A data structure that improves the speed of data retrieval operations on a database table.

Detailed Explanation

A database index functions like an index in a book, allowing the query engine to find data without scanning every single row (a full table scan). It uses structures like B-Trees or Hash tables to optimize lookups, sorting, and filtering.

While indexes massively speed up read operations, they introduce overhead for write operations (INSERT, UPDATE, DELETE), because the index itself must be updated every time the data changes.

Why It Matters

It is the difference between a query returning in 10 milliseconds versus taking down the entire database under load.

Common Failure Mode

A developer forgets to add an index to a frequently queried foreign key column, causing slow full table scans that eventually lock up production.

Practical Example

Creating an index on the user_id column to speed up user-specific queries.

Production Manifestation

B-Tree indexes for standard equality and range queries, GIN/GiST indexes for full-text search or JSONB in Postgres.
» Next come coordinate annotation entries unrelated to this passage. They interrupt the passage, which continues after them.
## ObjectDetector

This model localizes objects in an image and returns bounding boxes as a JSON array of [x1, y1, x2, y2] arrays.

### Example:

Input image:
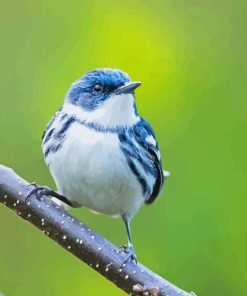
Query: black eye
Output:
[[93, 83, 103, 92]]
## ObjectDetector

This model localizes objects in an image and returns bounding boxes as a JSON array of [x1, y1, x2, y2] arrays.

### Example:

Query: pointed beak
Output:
[[115, 81, 141, 95]]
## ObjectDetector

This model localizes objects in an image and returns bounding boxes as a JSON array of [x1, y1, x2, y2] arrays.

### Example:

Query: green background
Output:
[[0, 0, 247, 296]]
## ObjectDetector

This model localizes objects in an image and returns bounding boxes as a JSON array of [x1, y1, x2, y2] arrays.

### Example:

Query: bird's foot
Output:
[[25, 182, 72, 206], [119, 246, 137, 267]]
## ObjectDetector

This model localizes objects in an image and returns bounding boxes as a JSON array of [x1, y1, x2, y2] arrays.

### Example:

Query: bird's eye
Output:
[[93, 83, 103, 93]]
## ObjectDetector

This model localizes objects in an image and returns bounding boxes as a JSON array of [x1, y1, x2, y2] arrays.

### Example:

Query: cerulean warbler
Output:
[[29, 68, 168, 262]]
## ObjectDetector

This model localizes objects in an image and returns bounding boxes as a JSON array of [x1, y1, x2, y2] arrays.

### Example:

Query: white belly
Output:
[[46, 123, 144, 217]]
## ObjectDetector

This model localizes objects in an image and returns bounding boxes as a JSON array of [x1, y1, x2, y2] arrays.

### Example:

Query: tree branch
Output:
[[0, 165, 195, 296]]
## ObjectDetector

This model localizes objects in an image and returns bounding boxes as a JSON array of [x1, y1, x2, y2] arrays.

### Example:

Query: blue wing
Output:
[[119, 118, 164, 204]]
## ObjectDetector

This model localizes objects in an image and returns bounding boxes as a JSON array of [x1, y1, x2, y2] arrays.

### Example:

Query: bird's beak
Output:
[[115, 81, 141, 95]]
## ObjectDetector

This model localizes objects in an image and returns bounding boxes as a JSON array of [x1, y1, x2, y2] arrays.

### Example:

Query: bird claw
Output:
[[118, 245, 128, 252], [120, 246, 137, 267], [25, 182, 54, 203]]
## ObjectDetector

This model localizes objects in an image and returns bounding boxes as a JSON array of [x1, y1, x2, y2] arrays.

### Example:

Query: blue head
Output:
[[66, 68, 140, 112]]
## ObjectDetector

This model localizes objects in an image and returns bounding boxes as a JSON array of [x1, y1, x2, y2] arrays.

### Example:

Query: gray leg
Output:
[[121, 216, 137, 266]]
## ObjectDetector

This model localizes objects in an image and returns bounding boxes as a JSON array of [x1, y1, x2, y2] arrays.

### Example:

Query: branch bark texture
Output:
[[0, 165, 195, 296]]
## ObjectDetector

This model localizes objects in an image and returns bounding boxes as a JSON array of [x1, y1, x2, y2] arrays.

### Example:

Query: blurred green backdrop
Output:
[[0, 0, 247, 296]]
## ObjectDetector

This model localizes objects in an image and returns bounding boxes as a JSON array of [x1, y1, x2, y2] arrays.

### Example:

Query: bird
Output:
[[30, 68, 169, 263]]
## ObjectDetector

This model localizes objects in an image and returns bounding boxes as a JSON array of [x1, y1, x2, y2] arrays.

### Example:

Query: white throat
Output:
[[63, 94, 140, 128]]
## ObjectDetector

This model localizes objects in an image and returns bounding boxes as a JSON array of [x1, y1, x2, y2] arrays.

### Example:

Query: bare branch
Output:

Frequently Asked Questions

What is Database Index in short?

A data structure that improves the speed of data retrieval operations on a database table.

What is the most common failure mode?

A developer forgets to add an index to a frequently queried foreign key column, causing slow full table scans that eventually lock up production.

AI Summary

A data structure that improves the speed of data retrieval operations on a database table. It is the difference between a query returning in 10 milliseconds versus taking down the entire database under load.